Самолет сделал круг, словно бы знал о существовании Миши, его гул начал затихать на юге или юго-востоке. Мише несколько раз казалось, что он снова усиливается, но нет, это только казалось.
Миша и представить себе не мог, как близко от него были хорошо известные ему люди.
Буквально в двухстах метрах над ним, над плотным слоем облаков, в небе проплывал полковник Красножопов, великий борец за чистоту социалистических идеалов, брежневский сокол начала 1980-х, искоренитель гадов-диссидентов, смевших посягнуть на чистоту одежд великой идеи и ее отцов-основателей. Это было великое время, и время величия самого Красножопова! Время, когда он мог вершить судьбы, вмешиваться в частные дела, гадить и подличать елико возможно. И все — от имени великой империи. Не сам, а как бы во имя, на благо, несмотря!
После 1991 Святослав Дружинович Красножопов остался в рядах почтенной организации… Эта контора вечно меняет названия, и трудно припомнить последнее. Во всяком случае, он там остался. Но степень его величия была несравненно меньше прежнего, и простить этого он был решительно не в силах.
А кроме того, Красножопов презирал штафирок, совков, рядовых, эмигрантов, иностранцев, дураков, умников — словом, всех, кроме подобных себе. Презрение было слишком важной частью его жизни, чтобы он мог уйти из органов и потерять возможность так безопасно, так удобно все и всех вокруг презирать.
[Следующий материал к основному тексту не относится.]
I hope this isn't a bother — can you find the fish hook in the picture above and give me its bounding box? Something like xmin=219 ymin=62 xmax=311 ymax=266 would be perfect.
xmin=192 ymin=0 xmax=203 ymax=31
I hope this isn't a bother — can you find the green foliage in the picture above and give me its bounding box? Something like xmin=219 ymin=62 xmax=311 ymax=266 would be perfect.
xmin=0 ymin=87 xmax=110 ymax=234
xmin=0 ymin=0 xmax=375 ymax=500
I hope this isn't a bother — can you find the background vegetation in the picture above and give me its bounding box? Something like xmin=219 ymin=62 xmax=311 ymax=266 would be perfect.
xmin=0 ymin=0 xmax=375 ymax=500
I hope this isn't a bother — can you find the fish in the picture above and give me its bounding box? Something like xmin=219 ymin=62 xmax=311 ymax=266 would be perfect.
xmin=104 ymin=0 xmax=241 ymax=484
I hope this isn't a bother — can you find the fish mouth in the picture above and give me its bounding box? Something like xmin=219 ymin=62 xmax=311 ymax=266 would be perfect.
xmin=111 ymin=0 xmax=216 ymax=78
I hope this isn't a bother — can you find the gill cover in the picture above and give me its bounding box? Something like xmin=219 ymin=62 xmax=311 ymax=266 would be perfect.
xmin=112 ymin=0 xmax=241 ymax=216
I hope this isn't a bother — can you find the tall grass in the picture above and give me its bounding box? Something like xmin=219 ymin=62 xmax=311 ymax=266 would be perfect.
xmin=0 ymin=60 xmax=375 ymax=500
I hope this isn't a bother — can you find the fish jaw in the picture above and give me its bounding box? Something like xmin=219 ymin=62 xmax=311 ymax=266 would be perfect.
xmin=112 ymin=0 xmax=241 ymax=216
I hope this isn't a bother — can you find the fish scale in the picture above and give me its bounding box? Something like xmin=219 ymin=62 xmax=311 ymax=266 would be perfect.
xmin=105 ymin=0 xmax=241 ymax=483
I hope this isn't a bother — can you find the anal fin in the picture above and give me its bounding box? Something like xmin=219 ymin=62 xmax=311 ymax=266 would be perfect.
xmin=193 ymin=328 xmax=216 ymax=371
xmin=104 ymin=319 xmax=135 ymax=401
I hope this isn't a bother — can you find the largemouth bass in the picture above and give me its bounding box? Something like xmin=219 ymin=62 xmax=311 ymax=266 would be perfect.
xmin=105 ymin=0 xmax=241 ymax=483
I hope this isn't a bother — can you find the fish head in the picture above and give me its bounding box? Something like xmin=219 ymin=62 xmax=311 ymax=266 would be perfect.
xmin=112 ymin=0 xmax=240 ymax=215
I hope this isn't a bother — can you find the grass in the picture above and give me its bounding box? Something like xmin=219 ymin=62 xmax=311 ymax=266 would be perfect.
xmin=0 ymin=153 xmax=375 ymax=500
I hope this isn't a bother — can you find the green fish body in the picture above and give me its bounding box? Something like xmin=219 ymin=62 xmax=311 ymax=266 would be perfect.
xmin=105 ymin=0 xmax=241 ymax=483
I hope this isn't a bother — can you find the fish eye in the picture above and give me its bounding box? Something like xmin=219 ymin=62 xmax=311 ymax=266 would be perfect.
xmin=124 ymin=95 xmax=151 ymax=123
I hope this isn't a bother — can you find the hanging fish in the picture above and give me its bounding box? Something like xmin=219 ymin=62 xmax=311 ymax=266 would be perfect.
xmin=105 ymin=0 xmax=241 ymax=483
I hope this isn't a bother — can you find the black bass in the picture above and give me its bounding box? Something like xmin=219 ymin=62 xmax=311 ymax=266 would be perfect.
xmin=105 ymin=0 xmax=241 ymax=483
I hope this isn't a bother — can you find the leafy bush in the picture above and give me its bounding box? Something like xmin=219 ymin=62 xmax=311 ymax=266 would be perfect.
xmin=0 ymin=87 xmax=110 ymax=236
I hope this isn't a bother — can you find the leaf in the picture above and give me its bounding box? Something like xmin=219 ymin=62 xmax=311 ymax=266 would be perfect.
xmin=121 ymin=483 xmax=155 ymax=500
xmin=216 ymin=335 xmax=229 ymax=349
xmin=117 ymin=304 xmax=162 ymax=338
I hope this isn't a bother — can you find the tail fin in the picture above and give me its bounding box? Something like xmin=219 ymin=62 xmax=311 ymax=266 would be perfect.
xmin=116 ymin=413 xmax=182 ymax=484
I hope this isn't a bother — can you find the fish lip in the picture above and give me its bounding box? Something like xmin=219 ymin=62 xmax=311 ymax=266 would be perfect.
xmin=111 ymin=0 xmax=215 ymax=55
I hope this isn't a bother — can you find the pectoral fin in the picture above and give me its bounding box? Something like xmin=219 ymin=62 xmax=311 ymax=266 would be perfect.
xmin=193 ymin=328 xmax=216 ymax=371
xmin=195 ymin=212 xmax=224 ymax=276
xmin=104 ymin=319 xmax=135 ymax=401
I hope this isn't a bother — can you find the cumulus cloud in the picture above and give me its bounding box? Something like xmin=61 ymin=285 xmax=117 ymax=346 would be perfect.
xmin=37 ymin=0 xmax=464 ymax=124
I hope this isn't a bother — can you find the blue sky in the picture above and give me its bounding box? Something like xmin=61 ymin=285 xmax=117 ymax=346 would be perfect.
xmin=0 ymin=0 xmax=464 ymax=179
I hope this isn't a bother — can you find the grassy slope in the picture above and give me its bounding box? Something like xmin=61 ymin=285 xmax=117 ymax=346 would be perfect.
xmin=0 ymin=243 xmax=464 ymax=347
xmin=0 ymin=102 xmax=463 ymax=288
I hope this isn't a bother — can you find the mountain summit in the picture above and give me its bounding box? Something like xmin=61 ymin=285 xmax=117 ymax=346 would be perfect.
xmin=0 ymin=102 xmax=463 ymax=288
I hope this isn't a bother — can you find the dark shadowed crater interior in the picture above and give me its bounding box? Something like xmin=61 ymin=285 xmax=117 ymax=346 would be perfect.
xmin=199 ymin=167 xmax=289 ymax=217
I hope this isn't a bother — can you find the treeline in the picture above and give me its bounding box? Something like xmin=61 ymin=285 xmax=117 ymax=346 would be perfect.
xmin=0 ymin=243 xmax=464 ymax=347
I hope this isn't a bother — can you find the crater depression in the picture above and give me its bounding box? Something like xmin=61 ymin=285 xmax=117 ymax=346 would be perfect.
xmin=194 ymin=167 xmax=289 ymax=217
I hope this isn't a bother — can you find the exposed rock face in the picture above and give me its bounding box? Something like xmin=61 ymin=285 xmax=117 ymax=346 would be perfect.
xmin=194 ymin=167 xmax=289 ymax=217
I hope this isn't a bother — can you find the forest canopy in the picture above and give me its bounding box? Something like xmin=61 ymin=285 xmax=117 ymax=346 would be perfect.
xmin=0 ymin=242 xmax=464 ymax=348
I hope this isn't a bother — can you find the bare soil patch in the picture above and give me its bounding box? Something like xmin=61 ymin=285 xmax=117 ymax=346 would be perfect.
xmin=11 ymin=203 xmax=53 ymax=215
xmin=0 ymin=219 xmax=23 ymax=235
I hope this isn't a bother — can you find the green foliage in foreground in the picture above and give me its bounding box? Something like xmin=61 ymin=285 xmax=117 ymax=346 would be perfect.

Проносясь в небе над Мишей, Красножопов тряс холеным мясистым лицом, брезгливо спрашивая у летчика, почему он не может сесть, где ему сказано?! Тучи, тучи… А вот они, когда было приказано, не рассуждали про тучи, они выполняли! И все должны не рассуждать, а выполнять!
Летчик пожимал плечами, предлагал посмотреть самому. Полковник не хотел смотреть, ему было все это неинтересно, и вообще у него было другое задание.
— Что скажете, орлы? Наше дело выполнять, верно ведь?!
«Орлы»-спецназовцы молчали, скорее всего — равнодушно. Красножопову даже казалось, что молчат нехорошо, враждебно, и что спецназовцы вообще ненадежны. Скорее всего, разыгрывались нервы.
Только лейтенант Крагов понимал полковника и вообще относился к нему более-менее нормально. У Красножопова тоже только один Крагов вызывал доверие и уважение. Папа у Андрея Крагова был генералом КГБ СССР. Серьезный человек, из старых кадров. Без всякого этого новомодного либерализма там и логики. А сам Андрюша в свои двадцать четыре года имел биографию одинаково богатую и яркую. Для его лет число судимостей достигло вполне солидной цифры — целых три. За разбойное нападение, за грабеж, за причинение тяжких телесных повреждений, повлекших утрату трудоспособности. Три дела были заведены на него и ни по одному не был зачитан приговор. Андрюша олицетворял собой новое поколение — меньше приверженное высоким идеалам, это Красножопов с прискорбием отмечал. Вот его папа, Крагов-старший, начал заговариваться и трясти головой еще в эпоху ранней перестройки. Даже разоблачения «неоправданных репрессий» идейный старичок перенести был совершенно не в силах, а к 1991 году сбрендил с ума окончательно. Красножопов точно знал, Андрюша не сойдет с ума от разоблачения идеи.
Но было в этом поколении и что-то очень хорошее, например, такой практический подход, очень такое непринужденное отношение к возможностям, вид на которые открывается из окон почтенной конторы. «Мы ждали, когда нам дадут, — думал Красножопов. — А эти берут сами и не спрашивают».
Белозубый веселый парень, Крагов не давал себе труда скрывать, как он презирает спецназовцев за их низкий умственный и культурный уровень. Красножопов осуждал молодого коллегу за излишнюю прямолинейность, но не сомневался: повзрослеет парень, обтешется, научится вести себя умнее.